Non-Google models of late 2027 use Nvidia Rubin, but not yet Rubin Ultra. Rubin NVL144 racks have the same number of compute dies and chips as Blackwell NVL72 racks (change in the name is purely a marketing thing, they now count dies instead of chips). The compute dies are already almost reticle sized, can’t get bigger, but Rubin uses 3nm (~180M Tr/mm2) while Blackwell is 4nm (~130M Tr/mm2). So the number of transistors per rack goes up according to transistor density between 4nm and 3nm, by 1.4x, plus better energy efficiency enables higher clock speed, maybe another 1.4x, for the total of 2x in performance. The GTC 2025 announcement claimed 3.3x improvement for dense FP8, but based on the above argument it should still be only about 2x for the more transistor-hungry BF16 (comparing Blackwell and Rubin racks).
Abilene site of Stargate[1] will probably have 400K-500K Blackwell chips in 2026, about 1 GW. Nvidia roadmap puts Rubin (VR200 NVL144) 1.5-2 years after Blackwell (GB200 NVL72), which is not yet in widespread use, but will get there soon. So the first models will start being trained on Rubin no earlier than late 2026, much more likely only in 2027, possibly even second half of 2027. Before that, it’s all Blackwell, and if it’s only 1 GW Blackwell training systems[2] in 2026 for one AI company, shortly before 2x better Rubin comes out, then that’s the scale where Blackwell stops, awaiting Rubin and 2027. Which will only be built at scale a bit later still, similarly to how it’s only 100K chips in GB200 NVL72 racks in 2025 for what might be intended to be a single training system, and not yet 500K chips.
This predicts at most 1e28 BF16 FLOPs (2e28 FP8 FLOPs) models in late 2026 (trained on 2 GW of GB200/GB300 NVL72), and very unlikely more than 1e28-4e28 BF16 FLOPs models in late 2027 (1-4 GW Rubin datacenters in late 2026 to early 2027), though that’s alternatively 3e28-1e29 FP8 FLOPs given the FP8/BF16 performance ratio change with Rubin I’m expecting. Rubin Ultra is another big step ~1 year after Rubin, with 2x more compute dies per chip and 2x more chips per rack, so it’s a reason to plan pacing the scaling a bit rather than rushing it in 2026-2027. Such plans will make rushing it more difficult if there is suddenly a reason to do so, and 4 GW with non-Ultra Rubin seems a bit sudden.

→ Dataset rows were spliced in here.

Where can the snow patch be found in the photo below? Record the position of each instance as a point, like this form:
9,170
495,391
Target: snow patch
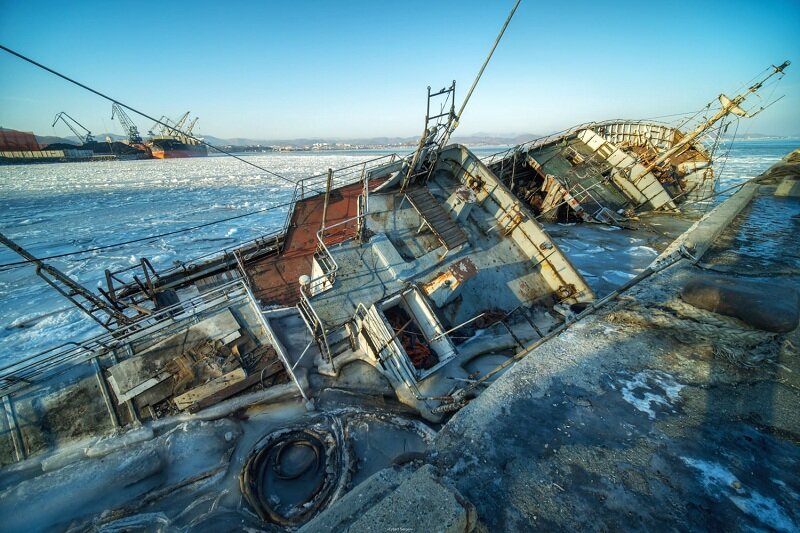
648,389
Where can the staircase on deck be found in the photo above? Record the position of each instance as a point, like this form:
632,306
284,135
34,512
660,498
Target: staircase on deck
450,234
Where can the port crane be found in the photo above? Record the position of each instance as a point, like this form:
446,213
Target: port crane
84,138
127,124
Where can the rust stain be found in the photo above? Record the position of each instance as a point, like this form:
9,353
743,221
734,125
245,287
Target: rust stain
275,278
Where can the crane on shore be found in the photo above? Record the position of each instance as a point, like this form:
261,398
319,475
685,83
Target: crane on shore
85,138
127,124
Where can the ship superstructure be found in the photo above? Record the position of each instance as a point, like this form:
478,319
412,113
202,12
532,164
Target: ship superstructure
611,171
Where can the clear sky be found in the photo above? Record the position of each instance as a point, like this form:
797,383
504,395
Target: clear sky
283,70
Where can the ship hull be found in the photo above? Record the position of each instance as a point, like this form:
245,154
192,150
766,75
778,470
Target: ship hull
175,150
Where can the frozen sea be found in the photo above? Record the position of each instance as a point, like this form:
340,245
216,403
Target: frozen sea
59,208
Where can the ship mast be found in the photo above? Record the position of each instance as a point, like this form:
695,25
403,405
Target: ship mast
729,106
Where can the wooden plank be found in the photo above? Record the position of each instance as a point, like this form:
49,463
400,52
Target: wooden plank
236,388
187,399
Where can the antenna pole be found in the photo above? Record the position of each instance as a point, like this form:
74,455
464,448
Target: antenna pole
457,117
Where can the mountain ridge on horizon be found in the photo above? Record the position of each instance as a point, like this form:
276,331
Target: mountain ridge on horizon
485,139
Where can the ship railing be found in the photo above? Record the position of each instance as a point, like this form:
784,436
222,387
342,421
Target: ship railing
315,325
324,257
250,249
35,369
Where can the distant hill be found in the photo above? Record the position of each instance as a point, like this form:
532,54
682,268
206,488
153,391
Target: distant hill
473,140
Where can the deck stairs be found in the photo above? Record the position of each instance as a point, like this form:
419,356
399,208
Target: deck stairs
450,234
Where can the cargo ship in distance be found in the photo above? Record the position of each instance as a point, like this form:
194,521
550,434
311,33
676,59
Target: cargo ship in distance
172,148
170,141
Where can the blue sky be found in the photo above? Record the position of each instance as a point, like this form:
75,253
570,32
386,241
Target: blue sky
282,70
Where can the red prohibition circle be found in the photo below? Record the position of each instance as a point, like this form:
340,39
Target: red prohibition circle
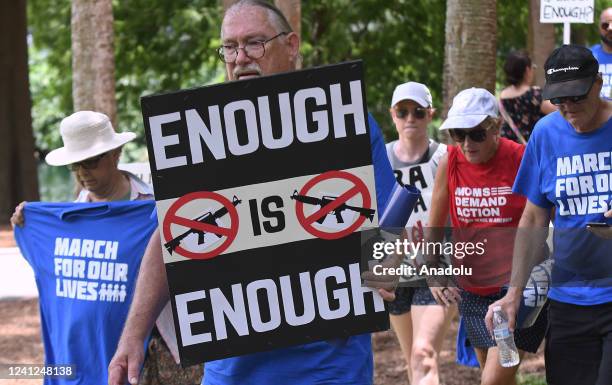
358,188
230,233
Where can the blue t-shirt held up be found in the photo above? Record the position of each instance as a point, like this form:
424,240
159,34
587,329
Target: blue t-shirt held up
85,258
572,172
346,361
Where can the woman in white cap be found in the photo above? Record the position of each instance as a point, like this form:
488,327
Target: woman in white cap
91,151
418,321
474,186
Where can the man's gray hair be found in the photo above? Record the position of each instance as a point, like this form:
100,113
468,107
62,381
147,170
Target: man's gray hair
275,16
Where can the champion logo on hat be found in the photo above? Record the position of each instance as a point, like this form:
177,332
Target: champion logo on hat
570,70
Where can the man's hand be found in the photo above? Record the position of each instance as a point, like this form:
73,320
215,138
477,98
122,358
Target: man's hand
126,362
385,283
603,232
17,217
509,304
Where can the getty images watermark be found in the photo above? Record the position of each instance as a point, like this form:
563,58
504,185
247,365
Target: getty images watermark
412,254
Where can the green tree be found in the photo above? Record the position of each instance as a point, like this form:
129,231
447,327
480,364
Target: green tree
17,166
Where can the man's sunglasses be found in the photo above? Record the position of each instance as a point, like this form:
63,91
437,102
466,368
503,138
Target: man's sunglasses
418,113
478,135
87,164
565,99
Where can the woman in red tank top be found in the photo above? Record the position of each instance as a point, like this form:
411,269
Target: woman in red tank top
473,186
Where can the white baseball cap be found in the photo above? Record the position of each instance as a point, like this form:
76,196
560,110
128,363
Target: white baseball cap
412,91
86,134
470,108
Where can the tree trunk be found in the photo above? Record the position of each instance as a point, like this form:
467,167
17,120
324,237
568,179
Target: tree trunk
227,3
292,9
471,46
93,57
540,40
17,163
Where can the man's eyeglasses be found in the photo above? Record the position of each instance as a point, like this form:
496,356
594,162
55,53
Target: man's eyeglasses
418,113
477,135
253,49
87,164
565,99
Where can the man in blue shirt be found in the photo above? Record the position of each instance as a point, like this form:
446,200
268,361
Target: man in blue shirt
566,167
247,26
603,52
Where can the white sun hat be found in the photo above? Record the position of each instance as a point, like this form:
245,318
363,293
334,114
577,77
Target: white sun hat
412,91
86,134
470,108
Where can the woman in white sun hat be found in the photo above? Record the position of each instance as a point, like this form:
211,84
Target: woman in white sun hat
91,151
474,186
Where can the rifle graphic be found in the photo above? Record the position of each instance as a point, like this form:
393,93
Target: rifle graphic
323,201
208,218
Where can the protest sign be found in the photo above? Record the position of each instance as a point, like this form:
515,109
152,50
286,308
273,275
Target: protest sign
262,187
567,11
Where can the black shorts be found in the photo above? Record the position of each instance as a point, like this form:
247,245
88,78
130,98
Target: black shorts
579,344
405,297
473,308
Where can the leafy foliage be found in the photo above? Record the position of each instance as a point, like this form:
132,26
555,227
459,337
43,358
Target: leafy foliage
159,45
168,45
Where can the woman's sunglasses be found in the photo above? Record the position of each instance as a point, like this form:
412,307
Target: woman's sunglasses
477,135
87,164
565,99
418,113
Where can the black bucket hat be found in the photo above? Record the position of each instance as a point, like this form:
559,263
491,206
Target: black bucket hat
570,70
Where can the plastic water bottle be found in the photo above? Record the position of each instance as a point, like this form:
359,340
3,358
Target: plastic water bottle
508,353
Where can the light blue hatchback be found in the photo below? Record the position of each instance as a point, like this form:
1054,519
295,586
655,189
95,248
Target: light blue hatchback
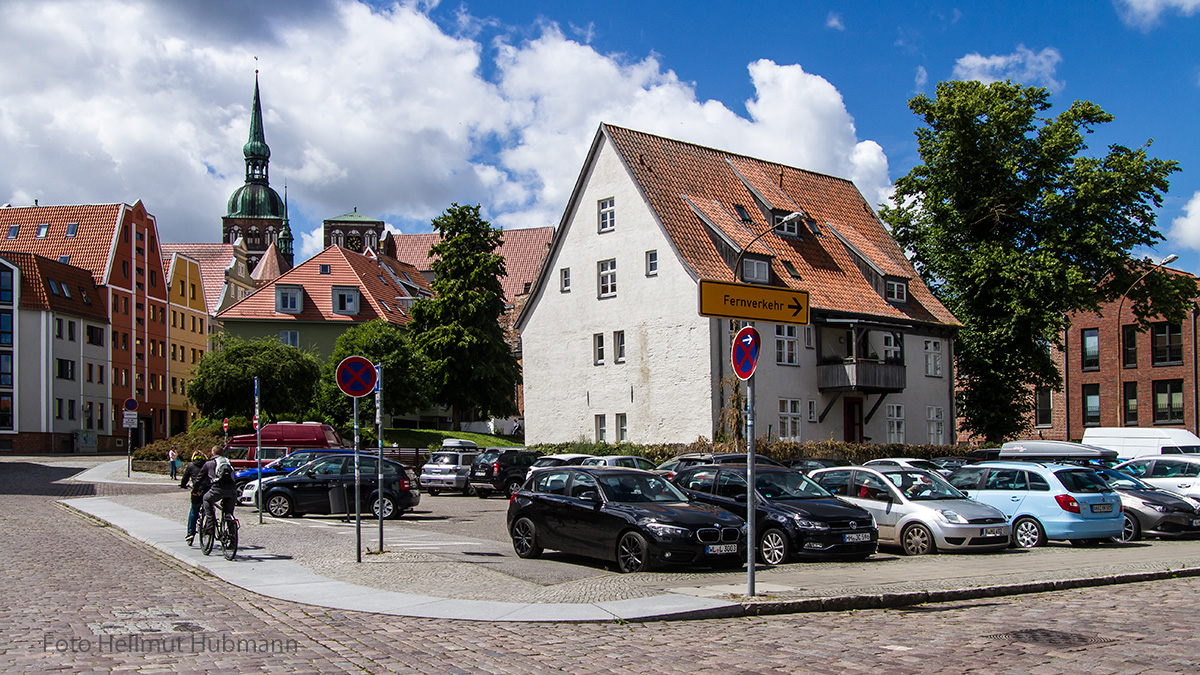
1045,501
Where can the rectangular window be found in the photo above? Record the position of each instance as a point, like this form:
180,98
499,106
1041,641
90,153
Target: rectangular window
1091,405
1131,402
1167,344
287,299
895,423
786,345
935,424
1043,407
933,358
607,214
1129,346
1090,339
1169,401
789,419
607,278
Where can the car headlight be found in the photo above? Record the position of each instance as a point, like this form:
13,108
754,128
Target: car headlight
803,524
952,517
663,530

So pretty similar to Agent 2 and Agent 4 at some points, keeping to the highest estimates, but with less compute than the plot suggests for months while the next generation of datacenters is being constructed (during the late 2026 to early 2027 Blackwell-Rubin gap).
For me a specific crux is scaling laws of R1-like training, what happens when you try to do much more of it, which inputs to this process become important constraints and how much they matter. This working out was extensively brandished but not yet described quantitatively, all the reproductions of long reasoning training only had one iteration on top of some pretrained model, even o3 isn’t currently known to be based on the same pretrained model as o1.
The AI 2027 story heavily leans into RL training taking off promptly, and it’s possible they are resonating with some insider rumors grounded in reality, but from my point of view it’s too early to tell. I guess in a few months to a year there should be enough public data to tell something, but then again a quantitative model of scaling for MoE (compared to dense) was only published in Jan 2025, even though MoE was already key to original GPT-4 trained in 2022.